In recent decades, neuroscience and psychotherapy have joined forces in seeking to understand the biological bases of behavior. The brain is a complex organ, and as we study its function and adaptations we create a window of understanding into how our brains, bodies, and psyches respond to traumatic stimuli.
Have you ever heard of the triune brain? This is a simplified, three-part model of the brain, as originally explained by Dr. Daniel Siegel, that helps us to understand the neurological development of our species and clarifies both the reactions to and treatment of trauma.
Try this with me: Hold your dominant hand out in front of you. Have your palm facing you and look at your wrist and the base of your palm. We will call this your brain stem. (Stay with me now; we’ll explore what that means below.)
Now fold your thumb in toward your palm, as if you are signaling the number four with your extended fingers. This thumb will be your limbic brain. Lastly, cover your thumb with those four fingers, wrapping them over the thumb. This third part, the fingers, we’ll call the prefrontal cortex.
Look at that: your brain is in your hands! You now have a portable brain model that you can carry with you and use to share this information with others. Now let’s explore the function of each of these three parts of the brain.

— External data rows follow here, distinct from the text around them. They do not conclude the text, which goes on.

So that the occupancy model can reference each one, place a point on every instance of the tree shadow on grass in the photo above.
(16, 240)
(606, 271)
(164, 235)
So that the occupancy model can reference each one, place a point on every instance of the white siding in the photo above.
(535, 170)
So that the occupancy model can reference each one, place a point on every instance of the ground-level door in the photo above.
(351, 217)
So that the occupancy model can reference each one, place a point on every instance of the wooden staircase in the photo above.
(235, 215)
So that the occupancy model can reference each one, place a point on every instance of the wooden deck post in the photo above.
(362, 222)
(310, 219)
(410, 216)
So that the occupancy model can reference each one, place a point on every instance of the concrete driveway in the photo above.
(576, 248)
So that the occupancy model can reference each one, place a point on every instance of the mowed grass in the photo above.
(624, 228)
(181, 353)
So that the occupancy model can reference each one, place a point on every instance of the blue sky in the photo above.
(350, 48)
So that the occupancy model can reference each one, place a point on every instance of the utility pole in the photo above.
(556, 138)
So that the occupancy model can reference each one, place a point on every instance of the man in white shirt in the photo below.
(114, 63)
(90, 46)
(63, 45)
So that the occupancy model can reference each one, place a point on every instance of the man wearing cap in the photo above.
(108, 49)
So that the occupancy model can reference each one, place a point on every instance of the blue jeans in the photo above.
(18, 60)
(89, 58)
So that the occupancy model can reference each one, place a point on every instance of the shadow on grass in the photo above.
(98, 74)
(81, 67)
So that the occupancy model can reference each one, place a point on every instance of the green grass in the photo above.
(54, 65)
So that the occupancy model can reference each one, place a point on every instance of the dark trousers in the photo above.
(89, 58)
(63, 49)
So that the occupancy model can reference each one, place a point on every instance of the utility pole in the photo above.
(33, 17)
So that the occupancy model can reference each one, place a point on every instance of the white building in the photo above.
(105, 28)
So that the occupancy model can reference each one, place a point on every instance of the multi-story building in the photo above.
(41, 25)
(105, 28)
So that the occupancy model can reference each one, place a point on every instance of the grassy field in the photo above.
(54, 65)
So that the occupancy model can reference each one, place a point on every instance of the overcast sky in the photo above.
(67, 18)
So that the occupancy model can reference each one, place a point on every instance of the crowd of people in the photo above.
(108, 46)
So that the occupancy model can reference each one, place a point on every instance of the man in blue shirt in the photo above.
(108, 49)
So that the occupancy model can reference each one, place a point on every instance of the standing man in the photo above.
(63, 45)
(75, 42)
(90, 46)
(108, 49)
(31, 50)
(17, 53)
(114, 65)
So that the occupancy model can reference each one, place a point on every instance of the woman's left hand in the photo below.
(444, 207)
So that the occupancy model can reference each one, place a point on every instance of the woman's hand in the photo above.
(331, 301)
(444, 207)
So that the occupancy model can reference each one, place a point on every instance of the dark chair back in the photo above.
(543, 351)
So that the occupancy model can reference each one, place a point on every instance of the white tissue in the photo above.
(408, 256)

Your brain stem, located at the base of your neck at the top of your spinal cord, is the most primitive part of the brain. It governs the functions that keep you alive—your breathing, heart rate, and basic physiological functioning. Fight-or-flight responses involve this area in that they are automatic (not consciously chosen) responses to stress and traumatic situations.
Your limbic brain is where emotional responses register. When you get angry, reactive, or experience intense emotion, this area of the brain tends to have more activity. Scientists can actually see this on functional MRI brain scans.
Often, when trauma occurs we are captivated by the activity in the brain stem and limbic brain and our access to executive function feels difficult, if not impossible. Knowing this, we can make it a goal to reengage the prefrontal cortex in a helpful way.
Lastly, we come to your prefrontal cortex. This is the frontal lobe of the brain, that area just behind the skin and bone of your forehead. This is the area of executive function, the place in the brain where we make conscious decisions.
You may be wondering: how does all of this relate to trauma? Let’s start with what happens to these parts of the brain when something traumatic occurs. I mentioned earlier that the fight-or-flight response is not a conscious choice, but a biological reaction initiated in the brain stem area. Your body experiences the impulse to fight or flee (or freeze, as it may be). This trauma response feels, and is, out of your conscious control.
The limbic brain may hold intense emotion related to the traumatic experience—particularly when the trauma involves a relationship with another person. You may feel sad, angry, overwhelmed, or helpless.
Now here is the catch—and an opportunity for deep learning. Often, when trauma occurs we are captivated by the activity in the brain stem and limbic brain and our access to executive function feels difficult, if not impossible. Knowing this, we can make it a goal to reengage the prefrontal cortex in a helpful way. Here are some examples of how to practice this:
- Counting down from 10 to one when feeling angry.
- Looking around the room for objects of a certain color when feeling pulled into a traumatic memory.
- Bringing the focus of attention to your forehead, even by placing your thumb there to bring your attention to this area of your brain.
There are some therapeutic techniques of grounding and orienting that can help you to cope with some of the overwhelming emotions associated with trauma. Try them with small things in life—counting down from 10 to one while in traffic, looking for orange objects when you find yourself pulled into a past memory, or focusing on the center of your forehead as a point of meditation. These practices can help build your ability to access the prefrontal cortex during upsetting and even traumatic moments.
Remember, your brain is in your hands! You can look at this hand model any time by creating a fist with your thumb tucked in, then asking yourself, “What part of the brain am I living in?” This simple question begins to engage your prefrontal cortex. We know that our brains are resilient and respond to our thought patterns and habits, so the more you exercise your brain in this way, the stronger the neural connection can become. Cheers to you and your triune brain!
Siegel, D. J. (2010). Mindsight: The new science of personal transformation. New York: Bantam Books.